Serate vastesi all’asciutto. In molti quartieri della città i rubinetti restano all’asciutto. La grande sete dei vastesi quest’anno, nonostante gli acquazzoni quotidiani, è cominciata prima del solito. In principio erano solo i residenti dei quartieri cittadini più a monte a soffrire la sete. Ora è l’intera città. L’emergenza idrica diventa pesante. Le riserve del Vastese sono diminuite drasticamente. Ci sono quartieri che ricevono l’acqua solo poche ore al giorno. Il disservizio oltre ai disagi inizia ad arrecare danni anche alla salute. E’ il caso di un anziano residente in via Delle Croci reduce da una lunga cura chemioterapica, il pensionato ha assoluto bisogno di acqua che però spesso manca.

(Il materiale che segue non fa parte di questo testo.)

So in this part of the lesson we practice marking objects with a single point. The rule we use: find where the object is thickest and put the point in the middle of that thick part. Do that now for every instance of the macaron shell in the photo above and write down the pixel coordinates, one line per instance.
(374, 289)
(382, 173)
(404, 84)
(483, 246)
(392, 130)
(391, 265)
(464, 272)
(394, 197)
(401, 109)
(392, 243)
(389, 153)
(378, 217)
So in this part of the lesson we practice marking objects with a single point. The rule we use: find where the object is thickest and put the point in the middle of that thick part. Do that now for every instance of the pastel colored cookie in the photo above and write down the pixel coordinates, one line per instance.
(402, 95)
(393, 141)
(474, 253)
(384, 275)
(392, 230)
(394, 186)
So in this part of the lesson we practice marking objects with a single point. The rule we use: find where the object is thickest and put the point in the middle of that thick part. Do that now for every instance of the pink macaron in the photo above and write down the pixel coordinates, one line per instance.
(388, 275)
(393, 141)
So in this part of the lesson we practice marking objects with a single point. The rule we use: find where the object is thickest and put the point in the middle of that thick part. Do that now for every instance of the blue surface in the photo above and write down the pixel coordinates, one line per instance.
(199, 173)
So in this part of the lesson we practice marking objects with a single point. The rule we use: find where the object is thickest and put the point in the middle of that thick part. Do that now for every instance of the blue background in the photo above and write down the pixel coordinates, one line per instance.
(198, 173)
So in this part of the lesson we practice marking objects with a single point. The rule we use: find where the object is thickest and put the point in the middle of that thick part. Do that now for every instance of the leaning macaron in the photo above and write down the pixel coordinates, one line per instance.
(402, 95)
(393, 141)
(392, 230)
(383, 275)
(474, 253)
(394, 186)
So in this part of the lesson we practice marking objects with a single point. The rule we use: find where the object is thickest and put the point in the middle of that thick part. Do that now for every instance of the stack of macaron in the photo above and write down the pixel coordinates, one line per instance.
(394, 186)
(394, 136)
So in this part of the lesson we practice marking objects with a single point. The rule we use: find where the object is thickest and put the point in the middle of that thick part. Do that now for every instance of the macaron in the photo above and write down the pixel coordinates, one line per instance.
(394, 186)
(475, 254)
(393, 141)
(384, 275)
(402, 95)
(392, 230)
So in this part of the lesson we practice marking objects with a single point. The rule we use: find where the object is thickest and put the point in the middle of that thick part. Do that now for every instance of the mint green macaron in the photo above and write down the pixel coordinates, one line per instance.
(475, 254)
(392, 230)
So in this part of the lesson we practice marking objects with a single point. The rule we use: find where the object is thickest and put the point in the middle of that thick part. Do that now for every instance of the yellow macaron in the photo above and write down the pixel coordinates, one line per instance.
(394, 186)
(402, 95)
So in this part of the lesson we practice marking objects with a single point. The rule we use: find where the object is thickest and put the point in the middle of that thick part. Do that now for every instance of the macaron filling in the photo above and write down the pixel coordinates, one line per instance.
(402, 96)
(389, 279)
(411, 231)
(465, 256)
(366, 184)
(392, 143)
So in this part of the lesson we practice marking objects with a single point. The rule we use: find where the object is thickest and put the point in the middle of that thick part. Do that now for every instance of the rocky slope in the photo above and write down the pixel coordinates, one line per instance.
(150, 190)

Poche centinaia di metri più a nord gli stessi problemi vengono denunciati dai residenti di via della Libertà. Caldo e carenza di acqua hanno stremato molti anziani o convalescenti.

“Sarebbe opportuno conoscere i motivi della sospensione idrica”, chiede L.S. residente in via Michetti. “A casa mia manca tutte le sere e a volte anche di giorno“, dice A.D.G. residente in via Tobruk. “Dalla scorsa settimana manca tutti i giorni. In centro l’acqua va via alle 13″ si lamenta M.S. La Sasi ha annunciato l’interruzione del servizio dalle 17,30 alle 5 del mattino successivo. I vastesi sono convinti che le ore di erogazione siano inferiori.

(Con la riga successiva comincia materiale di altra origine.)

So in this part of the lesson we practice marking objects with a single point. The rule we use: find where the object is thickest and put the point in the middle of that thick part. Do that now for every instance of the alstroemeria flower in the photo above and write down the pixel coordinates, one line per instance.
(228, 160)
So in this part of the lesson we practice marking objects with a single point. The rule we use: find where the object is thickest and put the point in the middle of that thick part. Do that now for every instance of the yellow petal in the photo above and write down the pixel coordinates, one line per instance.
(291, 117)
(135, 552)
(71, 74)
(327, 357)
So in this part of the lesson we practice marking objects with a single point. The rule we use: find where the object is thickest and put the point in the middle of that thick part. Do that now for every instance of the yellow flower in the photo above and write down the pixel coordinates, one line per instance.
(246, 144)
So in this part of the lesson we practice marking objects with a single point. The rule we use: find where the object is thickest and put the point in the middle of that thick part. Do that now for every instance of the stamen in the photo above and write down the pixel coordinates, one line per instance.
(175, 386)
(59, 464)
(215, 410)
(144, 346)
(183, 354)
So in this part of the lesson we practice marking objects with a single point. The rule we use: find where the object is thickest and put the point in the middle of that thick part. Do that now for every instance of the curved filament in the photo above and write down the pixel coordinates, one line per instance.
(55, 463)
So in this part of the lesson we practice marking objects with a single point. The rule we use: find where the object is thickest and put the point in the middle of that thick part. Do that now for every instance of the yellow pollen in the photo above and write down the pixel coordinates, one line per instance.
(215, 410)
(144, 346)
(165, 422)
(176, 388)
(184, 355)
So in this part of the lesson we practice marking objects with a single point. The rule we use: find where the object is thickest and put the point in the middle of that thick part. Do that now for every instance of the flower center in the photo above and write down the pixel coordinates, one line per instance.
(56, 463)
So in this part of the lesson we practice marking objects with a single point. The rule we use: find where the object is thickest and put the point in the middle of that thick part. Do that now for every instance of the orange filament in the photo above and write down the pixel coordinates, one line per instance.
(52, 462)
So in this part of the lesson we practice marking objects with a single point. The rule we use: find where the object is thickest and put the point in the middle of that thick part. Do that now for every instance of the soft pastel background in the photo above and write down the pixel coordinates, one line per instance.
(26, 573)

“I serbatoi non riescono a riempirsi,figurarsi cosa accadrà con l’arrivo dei turisti”, commentano allarmati alcuni ristoratori del centro storico.

Sull’amministrazione, rea di non aver mantenuto le promesse fatte lo scorso anno, piovono critiche. L’opposizione incalza. “Vasto è una città a sovranità idrica limitata“, chiosano Alessandra Cappa e Davide D’Alessandro, consiglieri comunali della Lega. Per dieci anni l’ex sindaco Luciano Lapenna e per tre anni l’attuale primo cittadino, Francesco Menna a ogni estate hanno ripetuto lo stesso mantra: stiamo lavorando. Ma mentre loro stavano lavorando, la sete dei cittadini vastesi aumentava sempre di più. La crisi idrica in tutto il territorio sembra non avere soluzione. Da anni denunciano gli sprechi e le perdite dei nostri impianti, ma nessun piano strategico viene messo in atto. Una volta è colpa di chi c’era prima, una volta della mancanza di pioggia, una volta non si sa di chi. La verità è che non si può amministrare senza una programmazione adeguata. Molti dei nostri amministratori non sanno neppure come e quando arriva l’acqua nelle abitazioni dei vastesi. Ma i vastesi, invece, sanno molto bene quando l’acqua va via. Imprecano, chiamano i consiglieri di opposizione, sperano che sindaco e amministratori diano risposte e trovino soluzioni. Loro, purtroppo, sono impegnati soltanto a organizzare il Concerto di Jovanotti. L’acqua il 17 agosto ci sarà. E il 18?“, chiedono Alessandra Cappa Davide D’Alessandro.